Był zwykły jesienny dzień szkolny. Właśnie mama czesała moje dwa małe koczki w których zamierzałam iść do szkoły. Byłam jeszcze na tyle młoda, że jeszcze mama mnie zaprowadzała do szkoły. Uczęszczałam wtedy do czwartej klasy podstawowej. Zawsze przed szkołą moja mama z mamą mojej najlepszej przyjaciółki się dogadywały, że jednego dnia ja będę z mamą przychodzić po nią a raz ona z jej mamą po mnie. Ciemnowłosa dziewczynka, miała wręcz  czarne włosy i zielone oczy. Nie zbyt się to łączyło lecz ładnie kontrastowało. Weszłyśmy do szkoły więc przytuliłam się do mamy i powiedziałam:

-Pa mamusiu, widzimy się po szkole.

-Cześć córciu, pa młoda. Uczcie się pilnie- dodała.

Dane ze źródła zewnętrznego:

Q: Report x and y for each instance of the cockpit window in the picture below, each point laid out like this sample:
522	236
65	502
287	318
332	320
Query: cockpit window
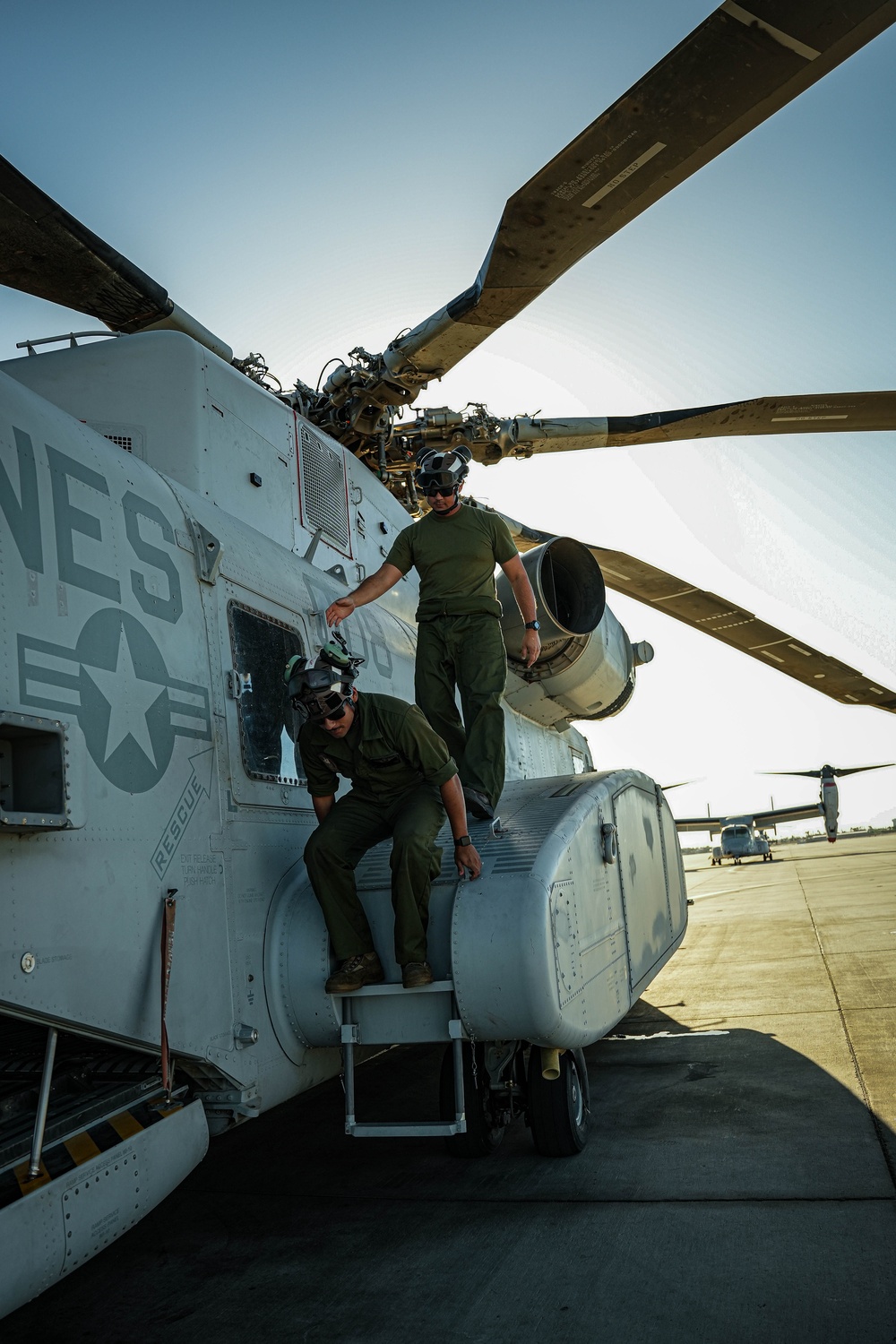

Odmachałam jej i poszłam w głąb korytarza z moją ulubioną osobą u mego boku. Poszłyśmy na pierwszą lekcję, którą była plastyka. Moja kumpela, umiała zdecydowanie ładniej rysować ode mnie i zawsze mi pomagała w szkicowaniu rysunków gdyż ja nie potrafiłam. Za to ja  pomagałam jej w matematyce, ponieważ ona niekoniecznie była dobra z tego przedmiotu a szczególnie z liczydełka, bardzo źle wspomina sobie sytuację z liczydłem. Zielonooka narysowała mi szkic rysunku, który miałam narysować na zajęciach i pod koniec lekcji oddać nauczycielce. Zastanawiało mnie, dlaczego mój rysunek był inny niż u pozostałych dzieci w klasie. Szybko mi te podejrzenie rozwiała myśl, że to moja przyjaciółka i jednak na pewno jej mogę zaufać. Bardzo się myliłam w tej kwestii. Jako jedyna w klasie dostałam jedynkę. Obraziłam się na nią więc przestałam się do niej odzywać. Wcale długo to nie trwało, ponieważ tylko jedną przerwę z nią nie rozmawiałam, lecz jednak ona to dosyć mocno odczuła więc mnie przeprosiła i przyznała do błędu. Próbowałam z nią rozmawiać, lecz było mi trochę trudno gdyż nadal byłam na nią zła. Na lekcji języka angielskiego zrobiła za mnie zadanie i początkowo, nie chciałam by za mnie cokolwiek robiła, lecz wiedziałam, że chce mi udowodnić , że było jej bardzo przykro gdy się na nią złościłam. Oddałyśmy zadania z pracy na lekcji na biurko nauczycielki. Pani z angielskiego nasze sprawdziła jako pierwsze i powiedziała:

-Saro, gratulacje dostajesz piątkę z plusem! Brawo!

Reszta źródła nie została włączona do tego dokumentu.